Con-way Inc. undertook a series of cost-reduction measures to enhance the company’s position, including a 10 percent salary reduction for members of the senior leadership team, and base wage and salary reductions of 5 percent for all other executives and employees at Con-way Freight and Con-way Inc. The San Mateo, Calif.-based company said implementation of the actions is projected to save between $100 million to $130 million in 2009.
Saia Inc. is making similar compensation cuts in response to deteriorating freight volumes and yields. The Johns Creek, Ga.-based less-than-truckload carrier is cutting the salaries of its leadership team by 10 percent and reducing wages of its hourly, linehaul and salaried employees in operations, maintenance and administration by 5 percent. In addition, the company is reducing annual retainer and meeting fees paid to nonemployee members of the board of directors by 10 percent. The cuts will save about $18 million a year, Saia says.
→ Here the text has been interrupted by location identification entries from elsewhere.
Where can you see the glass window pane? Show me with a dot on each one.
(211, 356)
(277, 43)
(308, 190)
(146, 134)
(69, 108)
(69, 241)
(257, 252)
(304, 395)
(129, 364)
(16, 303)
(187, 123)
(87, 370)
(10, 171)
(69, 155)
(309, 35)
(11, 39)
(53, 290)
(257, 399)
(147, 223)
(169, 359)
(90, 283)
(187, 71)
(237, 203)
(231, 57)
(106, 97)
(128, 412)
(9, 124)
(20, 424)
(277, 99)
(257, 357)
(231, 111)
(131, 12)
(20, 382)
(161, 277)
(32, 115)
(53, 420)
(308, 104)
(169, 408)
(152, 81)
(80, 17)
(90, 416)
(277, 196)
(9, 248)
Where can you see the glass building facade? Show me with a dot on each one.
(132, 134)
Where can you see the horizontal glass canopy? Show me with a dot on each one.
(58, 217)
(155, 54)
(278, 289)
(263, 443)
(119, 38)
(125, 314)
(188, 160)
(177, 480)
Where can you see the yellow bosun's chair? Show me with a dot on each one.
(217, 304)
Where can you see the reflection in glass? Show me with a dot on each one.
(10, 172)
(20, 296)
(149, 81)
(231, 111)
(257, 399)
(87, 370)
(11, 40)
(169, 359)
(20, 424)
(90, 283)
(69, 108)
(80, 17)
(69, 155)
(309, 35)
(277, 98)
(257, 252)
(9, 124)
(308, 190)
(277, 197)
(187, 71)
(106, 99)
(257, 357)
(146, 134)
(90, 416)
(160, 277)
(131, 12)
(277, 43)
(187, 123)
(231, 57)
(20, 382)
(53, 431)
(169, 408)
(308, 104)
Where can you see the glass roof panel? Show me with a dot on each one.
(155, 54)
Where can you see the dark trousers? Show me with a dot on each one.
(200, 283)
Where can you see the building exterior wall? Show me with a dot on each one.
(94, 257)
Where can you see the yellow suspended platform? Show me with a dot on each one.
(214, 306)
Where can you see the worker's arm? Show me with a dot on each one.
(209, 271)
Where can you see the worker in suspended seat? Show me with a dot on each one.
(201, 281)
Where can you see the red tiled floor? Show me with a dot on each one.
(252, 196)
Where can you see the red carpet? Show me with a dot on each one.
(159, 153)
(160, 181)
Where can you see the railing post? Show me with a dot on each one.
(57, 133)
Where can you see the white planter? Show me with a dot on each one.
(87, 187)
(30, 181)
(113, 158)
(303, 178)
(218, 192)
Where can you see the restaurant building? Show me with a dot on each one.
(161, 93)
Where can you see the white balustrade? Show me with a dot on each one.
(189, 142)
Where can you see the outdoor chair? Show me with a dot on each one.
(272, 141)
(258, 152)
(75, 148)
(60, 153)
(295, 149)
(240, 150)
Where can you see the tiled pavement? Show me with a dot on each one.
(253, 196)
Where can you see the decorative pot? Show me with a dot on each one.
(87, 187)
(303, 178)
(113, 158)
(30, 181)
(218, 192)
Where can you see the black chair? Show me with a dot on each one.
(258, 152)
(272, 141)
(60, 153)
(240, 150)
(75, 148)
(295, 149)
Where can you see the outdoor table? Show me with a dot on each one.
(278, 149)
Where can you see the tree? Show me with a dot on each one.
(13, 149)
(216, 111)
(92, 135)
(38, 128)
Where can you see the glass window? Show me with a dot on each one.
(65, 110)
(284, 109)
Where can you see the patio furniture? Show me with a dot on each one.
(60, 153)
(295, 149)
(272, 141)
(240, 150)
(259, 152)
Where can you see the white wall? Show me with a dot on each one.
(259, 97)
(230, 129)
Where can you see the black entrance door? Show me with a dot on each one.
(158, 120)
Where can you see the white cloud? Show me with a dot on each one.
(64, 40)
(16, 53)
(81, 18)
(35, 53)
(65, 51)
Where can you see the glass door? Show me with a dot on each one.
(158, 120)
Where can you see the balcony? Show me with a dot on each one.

The company previously had suspended the 401(k) match, effective Feb. 1, saving about $6 million a year.
Frozen Food Express Industries implemented a comprehensive cost-reduction initiative to improve asset utility and reduce many of its nonvariable costs. FFE’s nondriver headcount has been reduced by about 150 positions since Jan. 1, and the Dallas-based company also has suspended its 401(k) matching contributions and is consolidating duplicative efforts within its operating units.
Some of Covenant Transportation Group’s efforts at cutting officer compensation offer an upside. The board compensation committee of the Chattanooga, Tenn.-based truckload carrier on March 31 approved a plan under which individuals who voluntarily forfeited a portion of their 2009 base salary – up to 10 percent – would receive in exchange a special grant of restricted Class A common stock equal to the amount of 2009 base salary forfeited divided by the closing price of the stock two full trading days following release of the first-quarter earnings.
Covenant Group Chairman David Parker, Chief Operating Officer Joey Hogan and Chief Financial Officer Richard Cribbs elected to participate in the program, as did Southern Refrigerated Transport President Tony Smith and Star Transportation President James Brower.